Civil and Human Rights

Ninth Circuit Asks CA Supreme Court for Clarification of State Law “Standing” Issue in Marriage Equality Case

Yesterday, in Perry v. Schwarzenegger, the historic marriage equality case pending before the U.S. Court of Appeals for the Ninth Circuit, the court certified a question of state law to the California Supreme Court, effectively putting the federal appeal on hold for now.  This action by the Ninth Circuit was not a surprise.

As we explained in our post-argument analysis, here, one issue before the Court of Appeals in Perry is whether the proponents of Proposition 8, the ballot measure that amended the California Constitution to prohibit same-sex couples from marrying, have standing to appeal (that is, the right to appeal)  the district court’s ruling that Prop 8 violates the U.S. Constitution, since the state declined to defend Prop 8 and did not appeal the lower court’s ruling.  At oral argument on December 6, 2010, the three judges on the Ninth Circuit panel expressed concern that resolution of the issue of standing depends on an open question of California law, namely, the right of the proponents of a ballot measure to defend the measure’s constitutionality when the state will not do so.  The judges indicated they might certify that question to the California Supreme Court, a not uncommon procedure when the determination of a federal matter turns upon an open question of state law.  Accordingly, the Ninth Circuit yesterday certified the following question to the California Supreme Court:

Whether under Article II, Section 8 of the California Constitution, or otherwise under California law, the official proponents of an initiative measure possess either a particularized interest in the initiative’s validity or the authority to assert the State’s interest in the initiative’s validity, which would enable them to defend the constitutionality of the initiative upon its adoption or appeal a judgment invalidating the initiative, when the public officials charged with that duty refuse to do so.
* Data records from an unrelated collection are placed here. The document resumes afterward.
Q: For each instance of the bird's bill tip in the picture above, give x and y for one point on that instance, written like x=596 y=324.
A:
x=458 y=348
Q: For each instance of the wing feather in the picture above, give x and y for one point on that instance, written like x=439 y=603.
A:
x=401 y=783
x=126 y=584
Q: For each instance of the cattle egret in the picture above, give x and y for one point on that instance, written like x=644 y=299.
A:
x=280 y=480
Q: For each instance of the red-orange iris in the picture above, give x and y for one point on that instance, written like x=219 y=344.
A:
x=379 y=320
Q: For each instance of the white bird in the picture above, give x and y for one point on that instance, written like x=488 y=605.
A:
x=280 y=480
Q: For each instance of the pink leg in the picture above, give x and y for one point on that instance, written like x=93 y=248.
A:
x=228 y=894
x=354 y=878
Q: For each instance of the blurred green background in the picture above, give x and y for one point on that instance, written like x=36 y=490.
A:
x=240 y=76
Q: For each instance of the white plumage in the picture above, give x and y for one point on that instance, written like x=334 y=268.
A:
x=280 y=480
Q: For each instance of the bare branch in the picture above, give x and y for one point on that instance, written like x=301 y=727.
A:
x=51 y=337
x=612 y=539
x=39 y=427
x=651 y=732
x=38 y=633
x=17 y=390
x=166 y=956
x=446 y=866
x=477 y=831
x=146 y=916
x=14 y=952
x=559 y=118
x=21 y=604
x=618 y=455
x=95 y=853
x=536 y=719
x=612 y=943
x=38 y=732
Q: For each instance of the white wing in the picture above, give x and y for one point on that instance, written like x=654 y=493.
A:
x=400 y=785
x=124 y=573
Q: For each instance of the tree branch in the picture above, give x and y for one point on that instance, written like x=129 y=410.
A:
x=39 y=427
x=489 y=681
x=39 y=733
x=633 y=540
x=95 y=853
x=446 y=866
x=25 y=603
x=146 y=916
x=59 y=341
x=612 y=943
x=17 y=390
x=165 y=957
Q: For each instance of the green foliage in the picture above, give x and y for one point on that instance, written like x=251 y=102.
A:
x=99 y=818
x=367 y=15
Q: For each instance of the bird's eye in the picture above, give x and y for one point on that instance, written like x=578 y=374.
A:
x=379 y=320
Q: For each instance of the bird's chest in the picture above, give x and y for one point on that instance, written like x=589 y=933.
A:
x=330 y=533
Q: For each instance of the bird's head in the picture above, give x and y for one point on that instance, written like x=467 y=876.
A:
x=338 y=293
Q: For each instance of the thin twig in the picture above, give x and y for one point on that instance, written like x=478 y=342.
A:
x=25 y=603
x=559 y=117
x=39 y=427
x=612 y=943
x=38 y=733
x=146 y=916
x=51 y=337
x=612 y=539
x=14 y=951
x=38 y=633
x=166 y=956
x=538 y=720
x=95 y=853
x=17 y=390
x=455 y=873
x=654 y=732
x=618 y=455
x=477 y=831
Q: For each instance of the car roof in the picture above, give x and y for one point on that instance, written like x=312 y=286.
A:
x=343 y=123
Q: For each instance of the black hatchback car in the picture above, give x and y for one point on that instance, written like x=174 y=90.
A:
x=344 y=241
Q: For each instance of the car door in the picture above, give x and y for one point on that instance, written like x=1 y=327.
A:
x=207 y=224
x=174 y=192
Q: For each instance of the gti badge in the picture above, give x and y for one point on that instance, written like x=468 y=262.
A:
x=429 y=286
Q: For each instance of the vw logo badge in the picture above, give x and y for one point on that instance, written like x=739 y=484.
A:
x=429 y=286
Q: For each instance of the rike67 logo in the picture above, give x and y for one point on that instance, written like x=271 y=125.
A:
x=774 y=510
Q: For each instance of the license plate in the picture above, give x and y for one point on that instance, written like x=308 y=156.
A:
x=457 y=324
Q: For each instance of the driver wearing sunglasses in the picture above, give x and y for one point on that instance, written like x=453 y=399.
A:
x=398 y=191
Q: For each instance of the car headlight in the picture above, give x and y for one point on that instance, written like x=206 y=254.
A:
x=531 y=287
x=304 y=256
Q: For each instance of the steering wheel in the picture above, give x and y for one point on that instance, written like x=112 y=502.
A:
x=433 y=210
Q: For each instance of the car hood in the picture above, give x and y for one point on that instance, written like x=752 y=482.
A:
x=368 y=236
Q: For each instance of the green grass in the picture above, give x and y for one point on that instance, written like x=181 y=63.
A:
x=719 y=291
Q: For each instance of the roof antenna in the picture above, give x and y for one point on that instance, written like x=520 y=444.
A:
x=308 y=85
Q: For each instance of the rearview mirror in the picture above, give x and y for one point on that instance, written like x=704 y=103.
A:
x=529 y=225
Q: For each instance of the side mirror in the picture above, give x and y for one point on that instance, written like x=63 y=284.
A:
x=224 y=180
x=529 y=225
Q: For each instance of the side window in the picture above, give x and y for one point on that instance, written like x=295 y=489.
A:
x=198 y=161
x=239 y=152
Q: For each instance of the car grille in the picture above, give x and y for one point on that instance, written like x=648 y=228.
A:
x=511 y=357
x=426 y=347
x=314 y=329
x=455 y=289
CAC filed a brief in this case urging the Ninth Circuit to affirm the district court’s ruling that Prop 8 is unconstitutional.  We have taken no position on the issue of standing.   However, we do hope that the California Supreme Court will follow the Ninth Circuit’s lead in acting expeditiously, as with each passing day, gay men and lesbians in California continue to be denied their constitutional right to marry the person of their choice.